Homosexuals in the Seminary

EDITORIAL

By Dale Vree | February 2006
Dale Vree is Editor of the New Oxford Review.

We’ve been waiting nine long years for this document on homosexuals in the seminary. It has a long-winded title: “Instruction Concerning the Criteria for the Discernment of Vocations With Regard to Persons With Homosexual Tendencies in View of Their Admission to the Seminary and to Holy Orders” (hereafter “Concerning”).

The document was obviously written by a committee — or many committees — and it intended to satisfy as many people as possible. But we are not satisfied, not in the least.

Bear in mind that this document is about “discipline” (or shall we say ill-discipline).

The most egregious sentence is that those “who practice homosexuality” (italics added) are “profoundly respected.” So we should have profound respect for those who commit homosexual acts, which are mortal sins. By that logic, we should have profound respect for fornicators, adulterers, and child molesters.

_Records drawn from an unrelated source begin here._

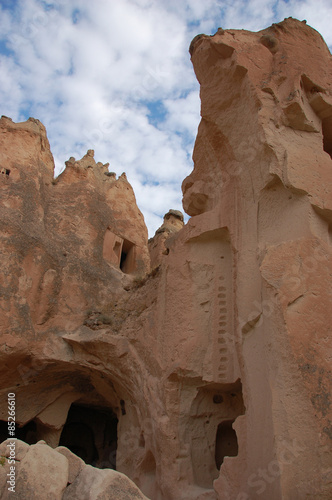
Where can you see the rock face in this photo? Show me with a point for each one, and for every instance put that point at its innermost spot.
(207, 377)
(42, 472)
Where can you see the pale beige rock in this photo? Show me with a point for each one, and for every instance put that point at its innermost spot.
(208, 376)
(173, 222)
(75, 464)
(95, 484)
(42, 473)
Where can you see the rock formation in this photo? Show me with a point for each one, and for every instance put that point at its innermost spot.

On February 2, 1961, the Holy See promulgated a document called “Careful Selection and Training of Candidates for the States of Perfection and Sacred Orders,” signed by Pope John XXIII. The relevant section had one sentence on homosexuality: “Advancement to religious vows and ordination should be barred to those who are afflicted with the evil tendencies to homosexuality or pederasty, since for them the common life and the priestly ministry would constitute serious danger” (#30; italics added). That’s all that the new document, “Concerning,” needed to say.

So how do we go from “evil tendencies” (i.e., orientation only) to having “profound respect” for homosexual acts in “Concerning”?

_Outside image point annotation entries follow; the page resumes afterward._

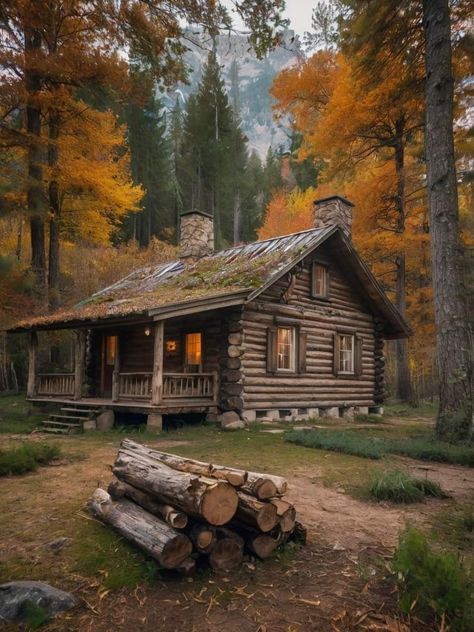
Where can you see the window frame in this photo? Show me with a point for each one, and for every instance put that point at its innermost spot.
(292, 349)
(324, 266)
(186, 365)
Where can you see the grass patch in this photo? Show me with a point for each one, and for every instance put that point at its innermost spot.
(398, 486)
(338, 441)
(432, 583)
(27, 457)
(353, 442)
(102, 553)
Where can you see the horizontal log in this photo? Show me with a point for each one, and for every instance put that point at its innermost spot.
(211, 500)
(158, 539)
(175, 518)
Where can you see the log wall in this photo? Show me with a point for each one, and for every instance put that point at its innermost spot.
(320, 320)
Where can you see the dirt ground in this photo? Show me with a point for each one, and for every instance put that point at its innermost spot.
(335, 583)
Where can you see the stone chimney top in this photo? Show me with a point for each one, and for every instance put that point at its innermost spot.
(331, 211)
(196, 238)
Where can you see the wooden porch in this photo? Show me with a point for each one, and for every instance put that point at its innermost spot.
(154, 390)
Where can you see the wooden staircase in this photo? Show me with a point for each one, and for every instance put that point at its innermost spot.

Up until “Concerning,” the 1961 document was never abrogated and was still in force. Indeed, on May 16, 2002, the Vatican Congregation for Divine Worship and the Discipline of the Sacraments reiterated the policy: “Ordination to the diaconate and the priesthood of homosexual men or men with homosexual tendencies is absolutely inadvisable and imprudent and, from the pastoral point of view, very risky. A homosexual person, or one with a homosexual tendency is not, therefore, fit to receive the sacrament of Holy Orders.” It was published in the November-December issue of Notitiae, which means it is the position of the Holy See. Of course, this policy had been and continued to be violated by many bishops, major superiors, seminary rectors, and vocations directors.